Portare a casa questa vittoria, tuttavia, per il governo Renzi sarà arduo. Un problema è che le tariffe rischieranno di aumentare, come ha detto Cottarelli in una recente intervista: «Se necessario si possono dare dei sussidi agli utenti a basso reddito, ma non è possibile mantenere dei prezzi che non coprono i costi», ha spiegato.
Poi ci sono questioni più strettamente industriali. Se in teoria nuovi operatori, stranieri o italiani, privati o pubblici, nati magari dall’unione di diverse municipalizzate, potranno aggiudicarsi le gare per effettuare il servizio in una città dove prima non c’erano, le sfide che si troveranno davanti saranno impegnative. Un esempio viene da un’altra disastrata azienda del campione analizzato da Mediobanca, la Cotral, la società di proprietà della Regione Lazio che fornisce il collegamento tra la capitale e le altre province.

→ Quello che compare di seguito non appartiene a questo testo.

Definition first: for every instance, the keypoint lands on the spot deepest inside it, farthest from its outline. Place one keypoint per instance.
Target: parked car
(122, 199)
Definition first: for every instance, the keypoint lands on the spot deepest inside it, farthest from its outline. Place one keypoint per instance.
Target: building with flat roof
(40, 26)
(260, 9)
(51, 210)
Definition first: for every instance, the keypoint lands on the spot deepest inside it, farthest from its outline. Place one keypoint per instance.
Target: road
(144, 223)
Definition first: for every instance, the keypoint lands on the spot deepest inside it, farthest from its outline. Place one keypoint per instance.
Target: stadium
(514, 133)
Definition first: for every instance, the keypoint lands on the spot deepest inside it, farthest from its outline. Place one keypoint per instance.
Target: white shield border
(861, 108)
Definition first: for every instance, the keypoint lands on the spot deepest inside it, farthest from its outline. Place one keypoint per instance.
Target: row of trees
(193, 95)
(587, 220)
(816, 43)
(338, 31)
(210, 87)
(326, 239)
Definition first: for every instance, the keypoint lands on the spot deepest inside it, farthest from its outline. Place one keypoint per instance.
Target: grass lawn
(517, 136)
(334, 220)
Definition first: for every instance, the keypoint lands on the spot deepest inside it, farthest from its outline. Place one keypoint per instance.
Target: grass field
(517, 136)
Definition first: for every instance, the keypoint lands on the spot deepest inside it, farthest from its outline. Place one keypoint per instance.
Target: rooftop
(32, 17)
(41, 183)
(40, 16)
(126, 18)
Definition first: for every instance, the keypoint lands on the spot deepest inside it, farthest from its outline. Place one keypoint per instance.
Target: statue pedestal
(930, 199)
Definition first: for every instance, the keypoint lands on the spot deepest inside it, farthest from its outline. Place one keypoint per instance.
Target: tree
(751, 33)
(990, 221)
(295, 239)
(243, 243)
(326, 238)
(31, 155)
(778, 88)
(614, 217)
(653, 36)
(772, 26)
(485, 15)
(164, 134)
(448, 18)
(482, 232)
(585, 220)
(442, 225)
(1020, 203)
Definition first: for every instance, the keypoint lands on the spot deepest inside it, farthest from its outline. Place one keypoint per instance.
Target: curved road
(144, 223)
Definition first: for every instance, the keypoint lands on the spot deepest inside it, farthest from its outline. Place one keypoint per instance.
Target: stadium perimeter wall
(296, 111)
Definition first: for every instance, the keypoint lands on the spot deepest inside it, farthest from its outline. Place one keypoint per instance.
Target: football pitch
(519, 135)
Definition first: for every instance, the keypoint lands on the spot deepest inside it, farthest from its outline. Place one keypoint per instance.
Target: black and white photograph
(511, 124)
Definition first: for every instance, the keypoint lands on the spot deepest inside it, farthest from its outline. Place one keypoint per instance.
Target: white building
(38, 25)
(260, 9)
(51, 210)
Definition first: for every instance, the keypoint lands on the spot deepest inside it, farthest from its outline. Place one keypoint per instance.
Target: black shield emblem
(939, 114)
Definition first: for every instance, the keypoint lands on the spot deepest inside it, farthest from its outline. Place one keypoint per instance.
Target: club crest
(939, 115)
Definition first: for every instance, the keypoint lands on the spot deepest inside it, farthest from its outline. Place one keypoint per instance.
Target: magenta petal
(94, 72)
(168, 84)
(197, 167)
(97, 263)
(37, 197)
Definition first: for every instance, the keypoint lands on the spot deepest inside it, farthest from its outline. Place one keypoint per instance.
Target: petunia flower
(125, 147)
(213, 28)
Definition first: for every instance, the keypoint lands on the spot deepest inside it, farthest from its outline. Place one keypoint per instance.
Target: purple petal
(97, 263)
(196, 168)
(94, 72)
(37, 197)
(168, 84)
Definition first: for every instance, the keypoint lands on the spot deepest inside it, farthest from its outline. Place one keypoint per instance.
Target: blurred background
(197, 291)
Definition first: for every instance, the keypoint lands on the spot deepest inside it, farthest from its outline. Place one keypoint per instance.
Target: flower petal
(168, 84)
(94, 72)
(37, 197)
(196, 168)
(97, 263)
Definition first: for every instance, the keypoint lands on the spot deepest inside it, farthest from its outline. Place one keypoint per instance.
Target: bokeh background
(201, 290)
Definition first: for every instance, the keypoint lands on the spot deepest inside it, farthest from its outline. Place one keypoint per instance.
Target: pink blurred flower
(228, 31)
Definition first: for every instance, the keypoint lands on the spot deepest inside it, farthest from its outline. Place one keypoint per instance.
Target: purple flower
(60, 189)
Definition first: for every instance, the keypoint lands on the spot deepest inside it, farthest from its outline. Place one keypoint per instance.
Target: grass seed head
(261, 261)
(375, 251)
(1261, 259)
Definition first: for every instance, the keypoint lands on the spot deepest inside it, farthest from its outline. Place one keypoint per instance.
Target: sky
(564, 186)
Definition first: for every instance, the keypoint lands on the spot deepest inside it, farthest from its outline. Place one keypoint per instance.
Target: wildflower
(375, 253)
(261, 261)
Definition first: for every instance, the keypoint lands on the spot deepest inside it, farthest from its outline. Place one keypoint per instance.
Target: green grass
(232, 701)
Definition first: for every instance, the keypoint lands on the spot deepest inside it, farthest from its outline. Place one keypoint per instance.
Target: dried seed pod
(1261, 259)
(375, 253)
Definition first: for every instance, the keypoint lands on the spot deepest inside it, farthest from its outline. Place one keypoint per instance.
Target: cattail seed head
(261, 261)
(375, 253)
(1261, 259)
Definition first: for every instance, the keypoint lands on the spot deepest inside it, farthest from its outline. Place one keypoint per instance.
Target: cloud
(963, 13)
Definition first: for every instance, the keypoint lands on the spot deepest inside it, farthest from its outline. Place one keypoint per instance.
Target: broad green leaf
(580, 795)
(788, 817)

A pagina 135 dell’ultimo bilancio disponibile, relativo al 2013, c’è uno specchietto che mostra l’anno di immatricolazione dei 1.599 pullman in dotazione. Ce n’è uno del 1984, quattordici del 1987 e ben 344 del 1990. Nessuno è successivo al 2010. Se per ipotesi un nuovo operatore si aggiudicasse la gara e dovesse farsi carico delle attuali attività della Cotral, avrebbe ingenti investimenti da fare per rinnovare un parco mezzi molto costoso, sia in termini di carburante che di manutenzione. E ancora, come in tante imprese pubbliche, c’è una questione relativa al personale. Sempre nel 2013 Cotral ha dovuto sopprimere corse per un numero di chilometri pari all’8 per cento di quelli effettuati. Il motivo? In quasi quattro casi su cinque la mancanza di personale per «malattia, rinuncia agli straordinari, ritardi in servizio e assenze arbitrarie». Non solo i trasporti pubblici assorbono molti miliardi pubblici ma, a volte, il servizio può essere davvero pessimo. Cambiare si deve, dunque, ma riuscirci non sarà facile.